Poems of Mi Fu
Fewer Words on Magnolia Blossoms
(From a tower by flowing waters, sent to Zhao Boshan)
Amid the clouds, a brilliant moon
paints ten thousand silver strokes on Huai River.
On Haidai tower, I shake my sleeves in anger
at the heroes who open Chu's cliffs to the wind.
I am drunk on this clear night
as master strategists enter the picture.
With Yangzi River distant and Huai River long,
I salute the old heroes who were crazier when sober.
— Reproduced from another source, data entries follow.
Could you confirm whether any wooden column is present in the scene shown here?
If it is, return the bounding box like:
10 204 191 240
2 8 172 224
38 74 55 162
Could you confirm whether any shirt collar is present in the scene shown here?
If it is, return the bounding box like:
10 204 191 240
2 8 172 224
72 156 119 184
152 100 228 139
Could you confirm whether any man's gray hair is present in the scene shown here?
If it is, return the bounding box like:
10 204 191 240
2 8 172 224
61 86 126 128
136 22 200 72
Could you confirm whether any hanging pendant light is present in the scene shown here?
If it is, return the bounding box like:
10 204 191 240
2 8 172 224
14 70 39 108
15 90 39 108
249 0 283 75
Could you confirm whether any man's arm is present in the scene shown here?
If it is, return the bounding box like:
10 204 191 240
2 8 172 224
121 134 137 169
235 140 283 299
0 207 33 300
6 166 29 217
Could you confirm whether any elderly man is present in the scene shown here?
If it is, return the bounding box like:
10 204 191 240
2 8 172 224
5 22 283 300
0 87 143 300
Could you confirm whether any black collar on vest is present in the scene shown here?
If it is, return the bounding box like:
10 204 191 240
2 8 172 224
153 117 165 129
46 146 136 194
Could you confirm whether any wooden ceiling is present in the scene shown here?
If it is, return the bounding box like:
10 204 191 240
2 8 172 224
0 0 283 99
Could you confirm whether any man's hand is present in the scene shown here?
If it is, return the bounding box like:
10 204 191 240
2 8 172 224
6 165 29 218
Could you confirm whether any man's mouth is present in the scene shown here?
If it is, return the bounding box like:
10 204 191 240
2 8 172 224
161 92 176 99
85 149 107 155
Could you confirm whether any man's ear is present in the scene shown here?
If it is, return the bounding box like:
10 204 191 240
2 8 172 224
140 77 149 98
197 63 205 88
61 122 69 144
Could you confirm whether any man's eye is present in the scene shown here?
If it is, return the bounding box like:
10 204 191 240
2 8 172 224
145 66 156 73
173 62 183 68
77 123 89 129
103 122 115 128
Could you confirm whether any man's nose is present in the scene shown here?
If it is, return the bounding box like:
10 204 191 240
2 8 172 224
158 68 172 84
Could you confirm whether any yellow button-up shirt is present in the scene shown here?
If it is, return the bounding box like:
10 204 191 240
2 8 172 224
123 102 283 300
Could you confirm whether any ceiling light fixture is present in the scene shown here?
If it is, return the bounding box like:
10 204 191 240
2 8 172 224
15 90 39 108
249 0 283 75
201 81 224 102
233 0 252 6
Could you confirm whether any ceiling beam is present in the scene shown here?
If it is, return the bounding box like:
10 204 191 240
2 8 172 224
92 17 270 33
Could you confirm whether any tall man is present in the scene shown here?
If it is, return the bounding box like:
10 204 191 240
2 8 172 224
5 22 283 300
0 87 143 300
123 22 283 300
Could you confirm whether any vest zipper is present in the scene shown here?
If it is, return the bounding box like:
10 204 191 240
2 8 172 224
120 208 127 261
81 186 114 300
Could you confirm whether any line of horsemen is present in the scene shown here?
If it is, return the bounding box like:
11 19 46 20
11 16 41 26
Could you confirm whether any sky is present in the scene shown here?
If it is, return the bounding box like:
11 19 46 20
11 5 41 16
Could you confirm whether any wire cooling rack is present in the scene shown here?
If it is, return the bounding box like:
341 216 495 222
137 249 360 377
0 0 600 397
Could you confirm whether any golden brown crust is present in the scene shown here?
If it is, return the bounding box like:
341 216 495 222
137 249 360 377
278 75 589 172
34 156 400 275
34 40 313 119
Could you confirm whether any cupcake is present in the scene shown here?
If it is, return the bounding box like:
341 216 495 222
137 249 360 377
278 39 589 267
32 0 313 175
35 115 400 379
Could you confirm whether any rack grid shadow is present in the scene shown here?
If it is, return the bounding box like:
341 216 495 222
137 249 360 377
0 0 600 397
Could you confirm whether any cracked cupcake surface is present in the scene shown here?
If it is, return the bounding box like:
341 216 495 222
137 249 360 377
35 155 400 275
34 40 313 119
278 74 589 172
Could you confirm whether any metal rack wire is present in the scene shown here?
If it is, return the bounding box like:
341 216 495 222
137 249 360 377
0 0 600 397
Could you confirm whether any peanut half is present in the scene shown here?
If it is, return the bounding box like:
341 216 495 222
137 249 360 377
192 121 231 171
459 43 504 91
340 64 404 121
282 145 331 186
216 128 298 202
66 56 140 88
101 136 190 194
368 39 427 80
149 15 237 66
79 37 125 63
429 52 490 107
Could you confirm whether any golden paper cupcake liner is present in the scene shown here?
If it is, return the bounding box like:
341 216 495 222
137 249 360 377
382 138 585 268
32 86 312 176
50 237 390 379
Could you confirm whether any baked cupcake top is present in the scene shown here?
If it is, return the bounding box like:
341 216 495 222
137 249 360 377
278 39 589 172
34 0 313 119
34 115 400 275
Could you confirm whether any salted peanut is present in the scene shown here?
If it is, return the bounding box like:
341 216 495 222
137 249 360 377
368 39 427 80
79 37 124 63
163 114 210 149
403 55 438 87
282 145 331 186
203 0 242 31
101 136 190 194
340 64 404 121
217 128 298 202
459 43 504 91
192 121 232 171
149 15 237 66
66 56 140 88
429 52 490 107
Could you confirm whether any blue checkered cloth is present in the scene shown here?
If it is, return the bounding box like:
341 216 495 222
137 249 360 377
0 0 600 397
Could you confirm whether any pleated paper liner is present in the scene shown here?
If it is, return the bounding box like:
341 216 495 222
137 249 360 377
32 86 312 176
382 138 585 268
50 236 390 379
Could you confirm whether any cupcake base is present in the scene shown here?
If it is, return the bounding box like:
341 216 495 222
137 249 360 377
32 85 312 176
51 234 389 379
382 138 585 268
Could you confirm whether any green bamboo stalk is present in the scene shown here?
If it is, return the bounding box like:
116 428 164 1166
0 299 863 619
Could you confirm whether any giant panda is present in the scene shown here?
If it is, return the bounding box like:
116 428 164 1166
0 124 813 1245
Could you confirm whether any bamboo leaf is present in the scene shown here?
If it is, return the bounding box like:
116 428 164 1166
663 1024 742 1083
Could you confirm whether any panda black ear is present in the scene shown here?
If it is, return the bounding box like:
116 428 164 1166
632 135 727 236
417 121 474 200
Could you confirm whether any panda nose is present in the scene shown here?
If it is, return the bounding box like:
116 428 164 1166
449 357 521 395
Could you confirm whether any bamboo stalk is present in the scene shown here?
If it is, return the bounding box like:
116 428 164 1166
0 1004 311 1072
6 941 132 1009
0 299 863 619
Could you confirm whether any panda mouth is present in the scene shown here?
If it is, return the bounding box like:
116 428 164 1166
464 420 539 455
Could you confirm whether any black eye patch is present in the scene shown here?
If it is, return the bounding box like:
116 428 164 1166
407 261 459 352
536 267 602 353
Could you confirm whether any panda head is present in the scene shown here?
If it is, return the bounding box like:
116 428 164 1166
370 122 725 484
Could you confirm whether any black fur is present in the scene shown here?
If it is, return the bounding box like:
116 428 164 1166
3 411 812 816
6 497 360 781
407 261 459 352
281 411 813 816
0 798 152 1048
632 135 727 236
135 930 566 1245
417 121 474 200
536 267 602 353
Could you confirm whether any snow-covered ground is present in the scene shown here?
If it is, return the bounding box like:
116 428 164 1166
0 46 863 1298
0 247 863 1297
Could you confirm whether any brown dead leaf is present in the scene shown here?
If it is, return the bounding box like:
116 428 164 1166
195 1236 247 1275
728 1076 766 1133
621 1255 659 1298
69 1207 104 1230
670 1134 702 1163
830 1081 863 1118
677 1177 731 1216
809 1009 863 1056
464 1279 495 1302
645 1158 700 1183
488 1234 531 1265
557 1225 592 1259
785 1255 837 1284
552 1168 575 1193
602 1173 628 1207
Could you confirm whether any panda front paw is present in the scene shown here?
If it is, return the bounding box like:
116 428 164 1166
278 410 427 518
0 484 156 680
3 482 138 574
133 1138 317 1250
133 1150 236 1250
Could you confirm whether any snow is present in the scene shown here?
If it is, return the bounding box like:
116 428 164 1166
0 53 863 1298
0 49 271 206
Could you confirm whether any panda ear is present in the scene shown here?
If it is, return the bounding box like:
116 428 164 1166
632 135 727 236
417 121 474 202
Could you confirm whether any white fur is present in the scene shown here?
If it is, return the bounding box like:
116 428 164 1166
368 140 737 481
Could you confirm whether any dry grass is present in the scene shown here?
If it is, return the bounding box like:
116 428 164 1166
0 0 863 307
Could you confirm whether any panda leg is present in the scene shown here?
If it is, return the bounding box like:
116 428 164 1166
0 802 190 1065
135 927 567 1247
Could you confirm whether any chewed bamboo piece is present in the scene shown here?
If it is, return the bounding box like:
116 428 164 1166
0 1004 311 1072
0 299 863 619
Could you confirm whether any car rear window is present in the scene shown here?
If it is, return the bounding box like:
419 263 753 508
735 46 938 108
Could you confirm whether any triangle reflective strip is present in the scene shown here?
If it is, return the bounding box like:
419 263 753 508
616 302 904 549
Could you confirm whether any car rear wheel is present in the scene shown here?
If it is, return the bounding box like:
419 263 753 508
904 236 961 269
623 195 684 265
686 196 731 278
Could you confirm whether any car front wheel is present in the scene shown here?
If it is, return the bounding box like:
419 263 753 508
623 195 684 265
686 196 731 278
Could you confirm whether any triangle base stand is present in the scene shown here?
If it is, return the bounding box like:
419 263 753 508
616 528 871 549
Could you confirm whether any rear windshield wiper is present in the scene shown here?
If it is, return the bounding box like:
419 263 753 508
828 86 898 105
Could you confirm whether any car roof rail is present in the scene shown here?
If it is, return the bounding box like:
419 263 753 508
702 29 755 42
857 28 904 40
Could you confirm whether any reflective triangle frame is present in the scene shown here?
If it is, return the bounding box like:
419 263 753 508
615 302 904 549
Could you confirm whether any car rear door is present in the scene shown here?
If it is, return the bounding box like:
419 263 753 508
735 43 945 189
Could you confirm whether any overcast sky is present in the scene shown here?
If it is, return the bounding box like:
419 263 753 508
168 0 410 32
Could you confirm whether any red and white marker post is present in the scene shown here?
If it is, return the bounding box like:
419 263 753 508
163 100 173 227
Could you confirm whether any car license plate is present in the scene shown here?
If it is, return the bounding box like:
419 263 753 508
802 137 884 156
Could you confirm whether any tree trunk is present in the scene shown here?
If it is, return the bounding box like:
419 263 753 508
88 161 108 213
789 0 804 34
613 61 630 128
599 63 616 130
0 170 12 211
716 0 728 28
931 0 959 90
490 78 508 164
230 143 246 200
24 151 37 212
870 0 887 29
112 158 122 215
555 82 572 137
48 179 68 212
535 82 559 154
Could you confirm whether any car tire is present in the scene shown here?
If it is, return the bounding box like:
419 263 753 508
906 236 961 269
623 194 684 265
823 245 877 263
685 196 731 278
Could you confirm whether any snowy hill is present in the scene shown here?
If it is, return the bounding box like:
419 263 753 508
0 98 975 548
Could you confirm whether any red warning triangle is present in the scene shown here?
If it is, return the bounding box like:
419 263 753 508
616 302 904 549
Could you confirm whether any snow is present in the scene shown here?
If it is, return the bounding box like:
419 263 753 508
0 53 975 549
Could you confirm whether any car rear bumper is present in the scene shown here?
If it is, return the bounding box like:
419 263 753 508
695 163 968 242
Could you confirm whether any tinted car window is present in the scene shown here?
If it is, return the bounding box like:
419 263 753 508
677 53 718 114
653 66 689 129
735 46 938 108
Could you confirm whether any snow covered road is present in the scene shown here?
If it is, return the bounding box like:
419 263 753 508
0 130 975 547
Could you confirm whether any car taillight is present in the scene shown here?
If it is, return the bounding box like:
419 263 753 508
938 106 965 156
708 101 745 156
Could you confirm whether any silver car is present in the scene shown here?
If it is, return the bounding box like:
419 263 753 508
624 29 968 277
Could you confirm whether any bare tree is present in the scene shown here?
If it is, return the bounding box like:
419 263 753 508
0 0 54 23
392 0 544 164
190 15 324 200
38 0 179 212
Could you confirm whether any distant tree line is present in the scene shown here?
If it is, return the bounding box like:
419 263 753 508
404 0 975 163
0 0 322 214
Remember that, metaphorically, Chu is Song. Opening Chu's cliffs to the wind is to weaken the defense of Song against the Jin. In some ways, I think the Song poets are self-deceived by nostalgia for the Tang. They want political stability like the Tang, forgetting the Tang's stability was about like the Song's -- starting out well and getting much worse over time. They want to be Du Fu, forgetting how messed up Du Fu's life was in the chaotic ebb and flow of Tang disasters and rebellions. Song poetry is kind of a big pity party. The poetic forms have been freed up from the constraints of Tang regulated verse. But this freedom began in the Tang with the advent of the New Lyric Poetry of Bai Juyi and the Lyric style of Wen Tingyun. By the time of the Song, there was so much freedom, it seems to me that they begin to get lost in it, just muddling about. More cleverness than beauty is what it leads to in the end.